**Statement of Van Den Berg-Kesten-Reimer inequality:**

Let $n$ be a positive integer. For $i\in[n]$, let $\mu_i$ be a probability measure on a finite set $\Omega_i$. Let $\Omega=\Omega_1\times\ldots\times\Omega_n$ and $\mu=\mu_1\times \ldots\times\mu_n$.

For an event $A\subset\Omega$, and an index subset $\Sigma\subset[n]$, let $A_{|\Sigma}=\lbrace\omega\in A:\forall\psi\in\Omega,(\forall i\in\Sigma,\psi_i=\omega_i)\implies\psi\in A\rbrace$. This means that, as an event, the occurrence of $A_{|\Sigma}$ is *controlled by the random variables indexed by* $\Sigma$ *only*.

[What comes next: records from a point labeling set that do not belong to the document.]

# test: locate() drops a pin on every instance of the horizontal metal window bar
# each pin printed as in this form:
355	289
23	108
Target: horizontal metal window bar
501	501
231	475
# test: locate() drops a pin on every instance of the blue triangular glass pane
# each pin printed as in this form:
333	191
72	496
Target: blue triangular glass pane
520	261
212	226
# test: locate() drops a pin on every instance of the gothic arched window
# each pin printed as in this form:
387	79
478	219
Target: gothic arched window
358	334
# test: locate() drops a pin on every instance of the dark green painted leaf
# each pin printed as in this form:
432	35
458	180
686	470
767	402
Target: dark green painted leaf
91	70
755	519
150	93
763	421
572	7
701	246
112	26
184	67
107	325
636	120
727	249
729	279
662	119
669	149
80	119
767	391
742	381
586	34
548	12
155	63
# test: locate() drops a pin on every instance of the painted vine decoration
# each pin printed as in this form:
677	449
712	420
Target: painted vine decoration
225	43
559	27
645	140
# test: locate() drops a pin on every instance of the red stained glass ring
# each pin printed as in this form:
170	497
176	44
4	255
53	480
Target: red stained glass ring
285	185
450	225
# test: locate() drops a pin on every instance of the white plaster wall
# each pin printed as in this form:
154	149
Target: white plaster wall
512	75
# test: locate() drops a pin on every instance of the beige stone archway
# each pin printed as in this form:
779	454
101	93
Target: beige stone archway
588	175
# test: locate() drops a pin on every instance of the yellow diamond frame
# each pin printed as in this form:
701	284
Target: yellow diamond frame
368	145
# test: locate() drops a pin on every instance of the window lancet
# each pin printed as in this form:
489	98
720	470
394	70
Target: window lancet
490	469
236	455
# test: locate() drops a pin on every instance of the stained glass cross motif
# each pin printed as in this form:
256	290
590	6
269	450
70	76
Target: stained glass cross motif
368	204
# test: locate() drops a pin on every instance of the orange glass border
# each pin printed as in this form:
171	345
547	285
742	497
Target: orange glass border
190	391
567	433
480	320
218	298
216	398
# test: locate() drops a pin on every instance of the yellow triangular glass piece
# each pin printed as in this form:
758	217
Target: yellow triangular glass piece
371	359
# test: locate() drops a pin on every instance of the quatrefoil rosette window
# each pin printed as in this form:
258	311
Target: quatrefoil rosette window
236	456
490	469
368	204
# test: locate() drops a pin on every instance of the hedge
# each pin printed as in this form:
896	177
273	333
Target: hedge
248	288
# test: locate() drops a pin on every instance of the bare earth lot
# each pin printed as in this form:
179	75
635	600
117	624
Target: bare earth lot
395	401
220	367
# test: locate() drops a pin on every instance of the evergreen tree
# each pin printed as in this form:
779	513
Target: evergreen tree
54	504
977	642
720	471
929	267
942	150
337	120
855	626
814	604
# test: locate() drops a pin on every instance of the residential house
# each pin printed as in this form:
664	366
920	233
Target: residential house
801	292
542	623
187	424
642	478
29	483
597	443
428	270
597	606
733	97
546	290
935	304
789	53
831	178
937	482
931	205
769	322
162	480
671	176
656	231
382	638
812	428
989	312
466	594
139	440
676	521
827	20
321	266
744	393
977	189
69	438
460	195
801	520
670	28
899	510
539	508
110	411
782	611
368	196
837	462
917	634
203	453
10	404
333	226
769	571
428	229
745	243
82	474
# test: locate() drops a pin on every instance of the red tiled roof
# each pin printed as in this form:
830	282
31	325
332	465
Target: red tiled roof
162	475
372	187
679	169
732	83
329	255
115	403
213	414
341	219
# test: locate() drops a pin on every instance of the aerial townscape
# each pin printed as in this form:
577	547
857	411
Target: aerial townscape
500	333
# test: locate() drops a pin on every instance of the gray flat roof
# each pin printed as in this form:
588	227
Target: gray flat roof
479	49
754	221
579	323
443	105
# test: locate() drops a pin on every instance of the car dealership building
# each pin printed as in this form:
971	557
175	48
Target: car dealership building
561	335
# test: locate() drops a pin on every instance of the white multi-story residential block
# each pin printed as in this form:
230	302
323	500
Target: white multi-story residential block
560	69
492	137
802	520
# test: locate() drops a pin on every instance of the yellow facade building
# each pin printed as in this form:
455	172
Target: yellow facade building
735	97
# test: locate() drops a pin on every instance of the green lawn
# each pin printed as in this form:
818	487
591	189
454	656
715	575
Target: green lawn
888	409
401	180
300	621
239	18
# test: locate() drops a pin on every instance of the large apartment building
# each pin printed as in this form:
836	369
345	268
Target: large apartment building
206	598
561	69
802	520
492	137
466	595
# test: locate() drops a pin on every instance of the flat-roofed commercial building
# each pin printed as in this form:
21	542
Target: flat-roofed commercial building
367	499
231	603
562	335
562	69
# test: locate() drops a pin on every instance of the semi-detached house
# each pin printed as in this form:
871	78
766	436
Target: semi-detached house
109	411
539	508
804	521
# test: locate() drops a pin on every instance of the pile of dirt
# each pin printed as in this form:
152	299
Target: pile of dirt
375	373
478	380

For any two events $A,B\subset \Omega$, let $A\circ B=\lbrace\omega\in A\cap B:\exists\Sigma,\Lambda\subset[n],(\Sigma\cap\Lambda=\emptyset)\wedge(\omega\in A_{|\Sigma}\cap B_{|\Lambda})\rbrace$. $A\circ B$ describes the *disjoint occurrence* of $A$ and $B$.

The Van Den Berg-Kesten-Reimer inequality states that for all events $A,B\subset\Omega$, $\mu(A\circ B)\le\mu(A)\cdot\mu(B)$.

**Question:** What (non-trivial) events turn the inequality into an equality?